As shown in Fig. 3c, the success probability \( P(q=1|z_{1}) \) of passes being well-fitted by the sigmoid function (5) could be a consequence of the normal distributions for \( P(z_{1}|q=1) \) and \( P(z_{1}|q=0) \) (see Fig. 3b). In particular, it is known that \( P(q=1|z_{1}) \) can be expressed as follows:

$$\begin{aligned} P(q=1|z_{1}) = \frac{1}{1 + \exp \left[ -\log \frac{P(z_{1}|q=1)P(q=1)}{P(z_{1}|q=0)P(q=0)}\right] }, \end{aligned}$$

which transforms to Eq. (5) when \( P(z_{1}|q=1) \) and \( P(z_{1}|q=0) \) follow a normal distribution with the same standard deviation24. In our case, the standard deviations obtained from fitting our data are \( \sigma _{1} = 0.54 \) and \( \sigma _{0}=0.38 \), and \( \sigma _{1}\ne \sigma _{0} \). The deviation of the success probability curve shown in Fig. 3c from the sigmoid function curve where \( z_{1} < 0 \) can be attributed to this difference in standard deviation values. The sigmoid curve for \( z_{1} \) can be applied to the player assessment in terms of difficulty of ball passings. For example, a player who completed many passes with \( z_{1}<0 \) can be evaluated as a good passer because such passes are difficult to complete by the sigmoid curve. In particular, \( \sigma _{1} \) and \( \sigma _{2} \) may be related to the passing abilities of players. Thus, new criteria for pass evaluation can be a typical practical application of our framework.

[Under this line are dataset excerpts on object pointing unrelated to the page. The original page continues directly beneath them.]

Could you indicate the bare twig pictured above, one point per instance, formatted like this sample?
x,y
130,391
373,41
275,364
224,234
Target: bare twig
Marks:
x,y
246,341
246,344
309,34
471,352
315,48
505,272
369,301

Finally, here, we present directions for future research related to the present study by comparing our framework with other relevant studies. First, Fernández and Bornn proposed a field weighting approach for space evaluation in football games22. In their method, a player’s influence on each location is defined by a multivariate normal distribution and is transformed into a single value to evaluate which team is dominant at a location. In contrast, our method evaluates a location in the field based on two variables, \( z_{1} \) and \( z_{2} \), which are defined based on the motion model. It is noteworthy that each of \( z_{1}(\vec {x}, t) \) and \( z_{2}(\vec {x}, t) \) has an explicit physical meaning, i.e., the degree of safety for a pass made to \( \vec {x} \) at t and degree of sparsity of \( \vec {x} \) at t, respectively. Several extensions to our proposed framework are required before it can be applied to real game analyses. For example, the information of the distances from the locations of the ball and goal should be incorporated into variables for field weighting as in the case of Fernández and Bornn’s approach, because the outcome of passes or shots typically depends on these distances. In regard to the motion of the ball, Spearman et al. proposed a model based on the equation of motion for the ball20,21. Our proposed framework could also be similarly extended to the ball, which would enable us to evaluate the accuracy of passes. Because our framework is independent of the definition of the motion model, we could employ any extended motion model based on the equations of motion or machine learning technique18,19 for calculating \( z_{1} \) and \( z_{2} \). A player-specific motion model might also allow us to assess the playing ability of players.